Olmadı! Karadenizlinin kötü bir gününe denk geldik. Bir insan evladı 700 kilometre taş yer mi yağmur gibi? Yedik ve gerisin geri döndük. İşte bu linç güruhuna yine bir Karadeniz uşağı Volkan Konak, atma türkü lezzetinde ve ülfetinde karşı çıktı. ‘Maçka’ya gelin benim evimde kalın’ dedi. Bizim için ‘Bunlar sözüne güvenilir insanlar’ dedi… İşte o gün kalbimizde, yücelerden yüce bir konak inşa etti. Tıpkı soyadı gibi.

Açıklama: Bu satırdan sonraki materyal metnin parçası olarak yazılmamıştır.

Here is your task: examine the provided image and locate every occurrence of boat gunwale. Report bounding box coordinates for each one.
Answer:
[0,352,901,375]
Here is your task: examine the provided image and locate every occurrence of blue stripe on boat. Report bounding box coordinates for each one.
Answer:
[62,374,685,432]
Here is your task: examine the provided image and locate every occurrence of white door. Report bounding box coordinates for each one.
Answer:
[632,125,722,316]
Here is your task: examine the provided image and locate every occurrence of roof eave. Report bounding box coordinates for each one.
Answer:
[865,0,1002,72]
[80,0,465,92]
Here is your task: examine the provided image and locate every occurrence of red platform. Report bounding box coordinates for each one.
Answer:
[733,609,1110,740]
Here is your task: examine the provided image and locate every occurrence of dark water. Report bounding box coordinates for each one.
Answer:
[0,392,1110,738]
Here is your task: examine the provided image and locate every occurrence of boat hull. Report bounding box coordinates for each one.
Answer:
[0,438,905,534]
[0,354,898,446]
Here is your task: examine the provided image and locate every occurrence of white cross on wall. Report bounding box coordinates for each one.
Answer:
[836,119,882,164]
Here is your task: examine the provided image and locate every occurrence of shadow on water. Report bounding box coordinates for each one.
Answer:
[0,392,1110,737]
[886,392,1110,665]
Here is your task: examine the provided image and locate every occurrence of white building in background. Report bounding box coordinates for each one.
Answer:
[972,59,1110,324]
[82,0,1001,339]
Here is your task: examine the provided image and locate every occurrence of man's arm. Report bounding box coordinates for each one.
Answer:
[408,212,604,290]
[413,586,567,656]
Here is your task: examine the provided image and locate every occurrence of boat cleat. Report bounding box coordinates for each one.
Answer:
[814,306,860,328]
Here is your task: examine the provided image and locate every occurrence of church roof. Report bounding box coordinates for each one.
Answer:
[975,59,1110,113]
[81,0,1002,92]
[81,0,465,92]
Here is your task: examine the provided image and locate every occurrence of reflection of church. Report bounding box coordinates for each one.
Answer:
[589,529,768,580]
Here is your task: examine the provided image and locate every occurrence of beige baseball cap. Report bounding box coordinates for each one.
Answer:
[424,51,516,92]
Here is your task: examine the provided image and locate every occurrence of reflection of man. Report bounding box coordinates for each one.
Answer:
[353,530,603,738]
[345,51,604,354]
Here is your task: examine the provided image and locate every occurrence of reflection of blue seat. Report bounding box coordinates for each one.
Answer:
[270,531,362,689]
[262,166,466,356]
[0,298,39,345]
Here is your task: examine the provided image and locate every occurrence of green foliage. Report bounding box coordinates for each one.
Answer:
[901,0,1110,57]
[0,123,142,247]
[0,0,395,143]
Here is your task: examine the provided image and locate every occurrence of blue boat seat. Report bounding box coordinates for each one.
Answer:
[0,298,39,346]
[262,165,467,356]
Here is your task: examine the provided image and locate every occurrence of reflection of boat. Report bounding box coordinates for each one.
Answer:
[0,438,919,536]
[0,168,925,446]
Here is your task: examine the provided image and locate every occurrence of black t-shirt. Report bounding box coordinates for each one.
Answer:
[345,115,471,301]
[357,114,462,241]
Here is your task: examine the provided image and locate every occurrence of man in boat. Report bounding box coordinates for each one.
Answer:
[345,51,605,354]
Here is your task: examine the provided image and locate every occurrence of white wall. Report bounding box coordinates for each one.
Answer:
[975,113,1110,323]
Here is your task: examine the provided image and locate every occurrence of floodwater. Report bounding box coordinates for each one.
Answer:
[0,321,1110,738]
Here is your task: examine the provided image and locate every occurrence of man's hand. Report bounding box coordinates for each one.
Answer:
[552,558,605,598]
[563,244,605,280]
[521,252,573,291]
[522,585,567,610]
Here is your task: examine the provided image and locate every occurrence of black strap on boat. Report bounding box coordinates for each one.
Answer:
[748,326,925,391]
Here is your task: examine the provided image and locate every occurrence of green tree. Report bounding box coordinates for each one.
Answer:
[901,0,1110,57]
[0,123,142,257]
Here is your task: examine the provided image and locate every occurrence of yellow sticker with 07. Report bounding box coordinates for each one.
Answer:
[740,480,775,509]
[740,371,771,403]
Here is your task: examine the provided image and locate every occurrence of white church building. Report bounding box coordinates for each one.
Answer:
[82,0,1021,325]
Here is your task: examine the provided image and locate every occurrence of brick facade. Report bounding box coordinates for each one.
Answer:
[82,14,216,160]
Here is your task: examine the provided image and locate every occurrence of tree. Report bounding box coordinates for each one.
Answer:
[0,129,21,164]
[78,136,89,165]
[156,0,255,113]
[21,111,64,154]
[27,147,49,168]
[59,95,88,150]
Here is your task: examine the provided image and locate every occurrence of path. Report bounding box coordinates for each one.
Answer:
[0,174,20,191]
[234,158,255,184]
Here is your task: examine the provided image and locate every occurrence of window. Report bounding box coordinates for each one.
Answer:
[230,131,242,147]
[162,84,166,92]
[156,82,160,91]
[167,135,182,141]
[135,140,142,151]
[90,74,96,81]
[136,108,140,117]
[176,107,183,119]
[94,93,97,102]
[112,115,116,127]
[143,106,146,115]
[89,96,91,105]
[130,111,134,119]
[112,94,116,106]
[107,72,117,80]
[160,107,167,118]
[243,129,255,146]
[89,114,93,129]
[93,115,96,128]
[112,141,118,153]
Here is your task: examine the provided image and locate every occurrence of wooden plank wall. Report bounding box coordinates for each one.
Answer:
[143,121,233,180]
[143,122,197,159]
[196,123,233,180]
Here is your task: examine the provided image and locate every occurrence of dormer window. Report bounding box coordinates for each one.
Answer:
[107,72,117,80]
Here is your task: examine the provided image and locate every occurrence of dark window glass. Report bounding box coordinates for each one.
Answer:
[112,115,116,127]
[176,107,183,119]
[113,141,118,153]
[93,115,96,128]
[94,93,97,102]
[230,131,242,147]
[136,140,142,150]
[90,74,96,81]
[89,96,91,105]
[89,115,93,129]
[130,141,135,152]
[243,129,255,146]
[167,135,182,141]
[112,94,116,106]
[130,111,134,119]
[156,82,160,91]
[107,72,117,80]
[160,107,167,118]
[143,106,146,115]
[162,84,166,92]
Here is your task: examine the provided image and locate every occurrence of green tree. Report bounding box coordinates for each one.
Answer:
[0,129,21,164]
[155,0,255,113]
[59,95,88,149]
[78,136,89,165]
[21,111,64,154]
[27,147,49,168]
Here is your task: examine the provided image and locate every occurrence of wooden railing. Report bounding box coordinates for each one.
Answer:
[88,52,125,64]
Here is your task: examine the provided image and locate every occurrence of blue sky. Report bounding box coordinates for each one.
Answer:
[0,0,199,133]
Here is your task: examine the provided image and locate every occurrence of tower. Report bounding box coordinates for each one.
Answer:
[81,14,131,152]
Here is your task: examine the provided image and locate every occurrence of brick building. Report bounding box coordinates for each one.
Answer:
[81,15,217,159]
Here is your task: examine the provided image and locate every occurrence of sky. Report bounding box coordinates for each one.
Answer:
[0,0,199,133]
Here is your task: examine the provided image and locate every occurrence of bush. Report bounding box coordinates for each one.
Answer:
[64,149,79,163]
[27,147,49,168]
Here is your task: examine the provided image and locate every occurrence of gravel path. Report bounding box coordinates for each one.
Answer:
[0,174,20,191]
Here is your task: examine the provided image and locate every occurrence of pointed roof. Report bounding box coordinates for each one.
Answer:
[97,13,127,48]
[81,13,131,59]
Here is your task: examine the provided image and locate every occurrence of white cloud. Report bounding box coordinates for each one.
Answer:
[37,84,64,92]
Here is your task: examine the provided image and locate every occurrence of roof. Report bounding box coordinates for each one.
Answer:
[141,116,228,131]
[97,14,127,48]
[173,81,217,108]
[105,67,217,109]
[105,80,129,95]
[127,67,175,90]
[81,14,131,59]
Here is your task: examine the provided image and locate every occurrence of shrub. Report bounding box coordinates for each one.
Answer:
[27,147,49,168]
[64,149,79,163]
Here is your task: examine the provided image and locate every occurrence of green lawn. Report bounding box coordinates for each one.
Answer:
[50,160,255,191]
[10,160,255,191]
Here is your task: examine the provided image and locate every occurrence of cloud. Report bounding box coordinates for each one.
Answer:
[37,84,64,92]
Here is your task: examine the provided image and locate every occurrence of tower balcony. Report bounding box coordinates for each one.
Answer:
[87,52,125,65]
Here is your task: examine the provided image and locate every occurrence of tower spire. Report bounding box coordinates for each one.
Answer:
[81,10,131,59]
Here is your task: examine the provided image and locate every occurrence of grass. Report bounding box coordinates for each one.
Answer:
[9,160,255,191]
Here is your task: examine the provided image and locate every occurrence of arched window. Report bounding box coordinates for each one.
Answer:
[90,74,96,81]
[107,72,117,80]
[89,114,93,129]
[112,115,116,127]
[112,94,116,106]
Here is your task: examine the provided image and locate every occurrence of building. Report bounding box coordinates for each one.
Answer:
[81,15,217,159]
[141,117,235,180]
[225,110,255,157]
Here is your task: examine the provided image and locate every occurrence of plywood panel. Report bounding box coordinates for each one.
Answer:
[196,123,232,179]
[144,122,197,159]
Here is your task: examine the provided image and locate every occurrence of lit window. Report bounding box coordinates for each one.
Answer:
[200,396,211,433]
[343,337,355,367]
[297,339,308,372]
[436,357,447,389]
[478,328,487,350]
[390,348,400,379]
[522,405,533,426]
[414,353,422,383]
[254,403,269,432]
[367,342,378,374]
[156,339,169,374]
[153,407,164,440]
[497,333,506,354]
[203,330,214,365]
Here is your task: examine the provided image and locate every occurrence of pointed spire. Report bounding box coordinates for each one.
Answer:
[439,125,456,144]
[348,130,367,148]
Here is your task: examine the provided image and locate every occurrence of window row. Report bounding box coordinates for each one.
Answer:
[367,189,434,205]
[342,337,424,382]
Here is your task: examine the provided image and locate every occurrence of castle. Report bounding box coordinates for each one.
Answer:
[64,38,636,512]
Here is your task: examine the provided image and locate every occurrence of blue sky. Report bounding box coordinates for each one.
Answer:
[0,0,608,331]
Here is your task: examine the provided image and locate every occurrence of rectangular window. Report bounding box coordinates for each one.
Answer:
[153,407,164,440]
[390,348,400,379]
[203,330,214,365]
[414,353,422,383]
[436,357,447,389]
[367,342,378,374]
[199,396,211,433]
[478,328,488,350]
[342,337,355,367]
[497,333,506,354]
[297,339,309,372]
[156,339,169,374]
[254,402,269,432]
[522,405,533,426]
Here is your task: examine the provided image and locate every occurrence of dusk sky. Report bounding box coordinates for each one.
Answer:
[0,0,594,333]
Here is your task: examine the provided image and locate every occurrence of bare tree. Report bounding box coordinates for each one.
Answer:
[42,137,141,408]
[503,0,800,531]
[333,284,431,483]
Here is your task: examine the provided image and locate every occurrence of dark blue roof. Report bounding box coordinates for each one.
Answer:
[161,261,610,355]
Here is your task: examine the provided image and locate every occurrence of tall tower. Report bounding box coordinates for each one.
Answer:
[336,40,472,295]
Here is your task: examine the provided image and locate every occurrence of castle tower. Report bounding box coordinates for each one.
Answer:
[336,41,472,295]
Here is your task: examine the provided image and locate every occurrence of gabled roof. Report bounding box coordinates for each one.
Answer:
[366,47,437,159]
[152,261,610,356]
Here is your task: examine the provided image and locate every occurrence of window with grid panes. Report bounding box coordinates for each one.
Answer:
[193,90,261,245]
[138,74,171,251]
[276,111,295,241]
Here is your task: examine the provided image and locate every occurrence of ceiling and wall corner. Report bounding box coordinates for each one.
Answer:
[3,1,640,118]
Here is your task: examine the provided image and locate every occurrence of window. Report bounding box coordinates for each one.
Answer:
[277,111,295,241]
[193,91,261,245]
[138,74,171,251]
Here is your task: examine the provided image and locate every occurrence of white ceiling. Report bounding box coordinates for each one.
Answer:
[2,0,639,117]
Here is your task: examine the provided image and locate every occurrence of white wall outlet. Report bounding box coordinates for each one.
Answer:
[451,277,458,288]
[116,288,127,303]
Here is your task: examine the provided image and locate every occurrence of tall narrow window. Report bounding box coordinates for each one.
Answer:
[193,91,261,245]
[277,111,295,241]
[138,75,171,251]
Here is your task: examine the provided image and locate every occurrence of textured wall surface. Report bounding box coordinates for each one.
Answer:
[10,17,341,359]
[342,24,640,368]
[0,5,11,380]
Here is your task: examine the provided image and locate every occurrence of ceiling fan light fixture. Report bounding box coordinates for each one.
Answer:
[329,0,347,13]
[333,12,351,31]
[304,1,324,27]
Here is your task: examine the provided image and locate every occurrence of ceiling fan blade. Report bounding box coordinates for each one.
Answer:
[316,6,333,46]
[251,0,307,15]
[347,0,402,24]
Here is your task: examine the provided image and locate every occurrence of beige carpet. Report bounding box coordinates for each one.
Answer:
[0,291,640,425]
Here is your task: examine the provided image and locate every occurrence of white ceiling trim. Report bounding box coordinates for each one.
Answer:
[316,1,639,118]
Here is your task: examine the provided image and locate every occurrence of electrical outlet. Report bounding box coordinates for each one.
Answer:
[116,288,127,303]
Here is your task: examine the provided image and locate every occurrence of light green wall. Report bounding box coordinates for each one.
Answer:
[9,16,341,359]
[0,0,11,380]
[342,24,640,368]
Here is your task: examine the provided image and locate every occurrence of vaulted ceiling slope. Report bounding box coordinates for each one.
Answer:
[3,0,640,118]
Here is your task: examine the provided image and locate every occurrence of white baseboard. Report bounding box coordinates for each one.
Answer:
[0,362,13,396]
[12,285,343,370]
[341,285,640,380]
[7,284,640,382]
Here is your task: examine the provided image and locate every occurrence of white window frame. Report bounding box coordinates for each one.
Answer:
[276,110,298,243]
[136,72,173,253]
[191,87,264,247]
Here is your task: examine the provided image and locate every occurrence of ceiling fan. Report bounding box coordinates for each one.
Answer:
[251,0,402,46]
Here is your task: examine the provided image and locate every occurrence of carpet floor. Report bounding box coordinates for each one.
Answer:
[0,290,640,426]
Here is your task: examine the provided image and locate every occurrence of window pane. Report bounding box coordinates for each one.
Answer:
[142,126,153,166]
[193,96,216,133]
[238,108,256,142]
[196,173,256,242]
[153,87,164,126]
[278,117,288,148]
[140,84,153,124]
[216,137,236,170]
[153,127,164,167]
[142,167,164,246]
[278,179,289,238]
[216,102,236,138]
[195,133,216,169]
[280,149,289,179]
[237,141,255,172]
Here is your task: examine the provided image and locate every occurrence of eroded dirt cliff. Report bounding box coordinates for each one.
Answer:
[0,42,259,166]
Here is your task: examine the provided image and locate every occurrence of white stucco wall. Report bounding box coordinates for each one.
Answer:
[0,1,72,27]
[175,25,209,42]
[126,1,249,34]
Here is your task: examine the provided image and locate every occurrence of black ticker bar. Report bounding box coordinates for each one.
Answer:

"Barışın son mührü için Karadeniz’e gideceğim"

Süreçlerden bir süreçteyiz yine. Bir dostla haber göndermişti. ‘Ha söyleyin o deliye da, bu sefer bütün memleketi gezsun once, en son Karadeniz’e gelsun’ diye…

Şerefle girdi hayatımıza, şerefle yaşadı, şerefiyle tamamladı zamanını. Şerefiyle de haşrolunacaktır inşallah. Bana gelince, gönderdiği nasihatı tutacağım. Barışın son mührü için Karadeniz’e gideceğim. Artık Mumhaneönü’nde çay içesim yok. Maçka’daki kabri başında, dünyanın bütün sevdalukları için şu türküyü okurum belki;

‘Denizde kararti var, bu gelen kayik midur, ben ozledum yarumi ağlasam ayip midur. Oy dumanlar dumanlar, hep dağlari sardunuz, yureğumun derdini bilsenuz ağlardunuz. Karardi Karadeniz, taşti bu yana taşti, haber verun yarume gozlerum doldi taşti’

Belki de ‘Bir daha değse idi nefesum nefesune’ yi söylerim. Uğurlar olsun güzel yürekli kardeşim. Bütün vakitsiz gidenler gibi yollar saklasun seni.”